Disordered regions are defined as regions with missing coordinates in X-ray-resolved structures. For each chain, we identify residues with missing coordinates (more precisely, the coordinates of Cα atoms are absent) in the corresponding PDB entry by comparison of the ATOM and SEQRES records (in an X-ray-resolved structure, disordered regions are supposed to be present in SEQRES but absent in ATOM).

By clicking on the number of disordered residues, one is directed to a new page with a comparison of SEQRES and ATOM fields of the corresponding PDB entry. The sequence of the corresponding protein (according to SEQRES and according to ATOM fields) is given in horizontal (short) and vertical (long) format; residues present in SEQRES field but absent in ATOM field (that is, disordered by our definition) are marked in blue. Starting from this page, the user can open the PDB and DSSP files for this protein.

References:

  1. Fong J, Shoemaker BA, Garbuzynskiy SO, Lobanov MY, Galzitskaya OV, Panchenko AR (2009) Intrinsic disorder in protein interactions: insights from a comprehensive structural analysis.
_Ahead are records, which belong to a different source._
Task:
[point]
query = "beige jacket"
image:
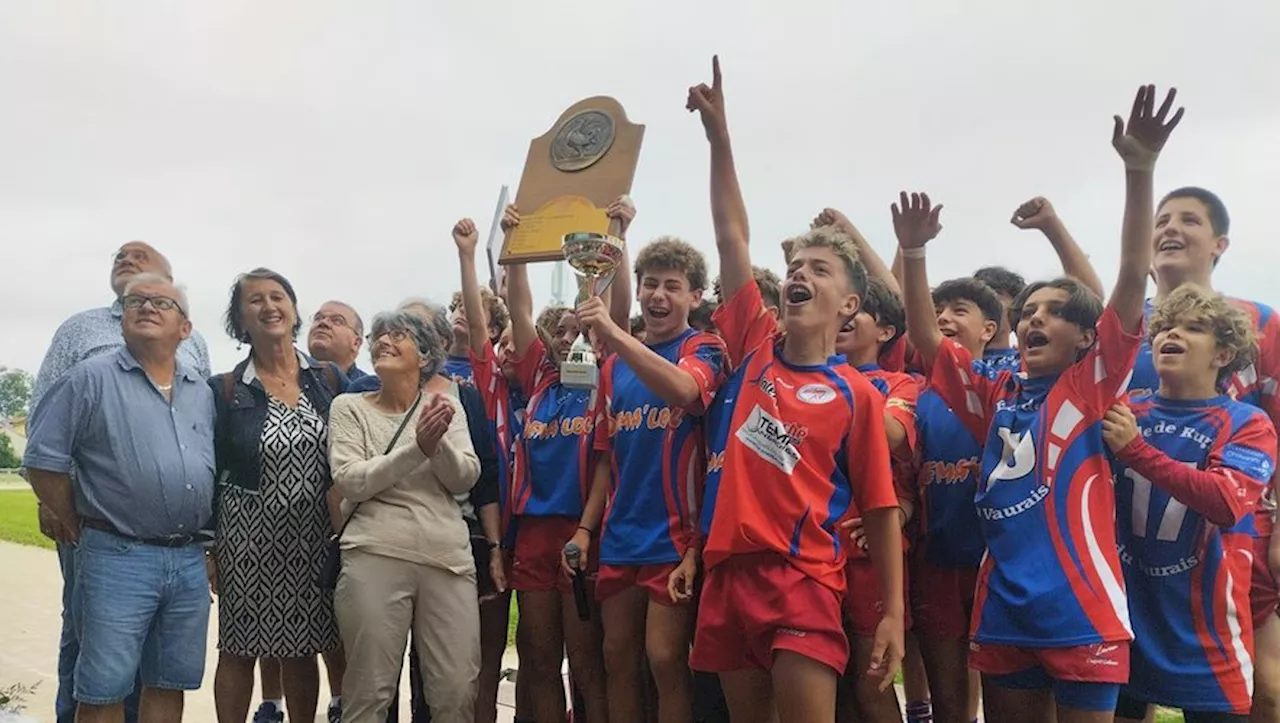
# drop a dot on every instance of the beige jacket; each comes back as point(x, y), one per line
point(407, 506)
PLoS Comput Biol 5(3):e1000316.
  2. Marchler-Bauer A, Anderson JB, Derbyshire MK, DeWeese-Scott C, Gonzales NR, Gwadz M, Hao L, He S, Hurwitz DI, Jackson JD, Ke Z, Krylov D, Lanczycki CJ, Liebert CA, Liu C, Lu F, Lu S, Marchler GH, Mullokandov M, Song JS, Thanki N, Yamashita RA, Yin JJ, Zhang D, Bryant SH (2007) CDD: a conserved domain database for interactive domain family analysis. Nucleic Acids Res 35:D237-40.
  3. Shoemaker BA, Panchenko AR, Bryant SH (2006) Finding biologically relevant protein domain interactions: conserved binding mode analysis. Protein Sci 15:352-61.
  4. Krissinel E, Henrick K (2007) Inference of macromolecular assemblies from crystalline state. J Mol Biol 372:774-97.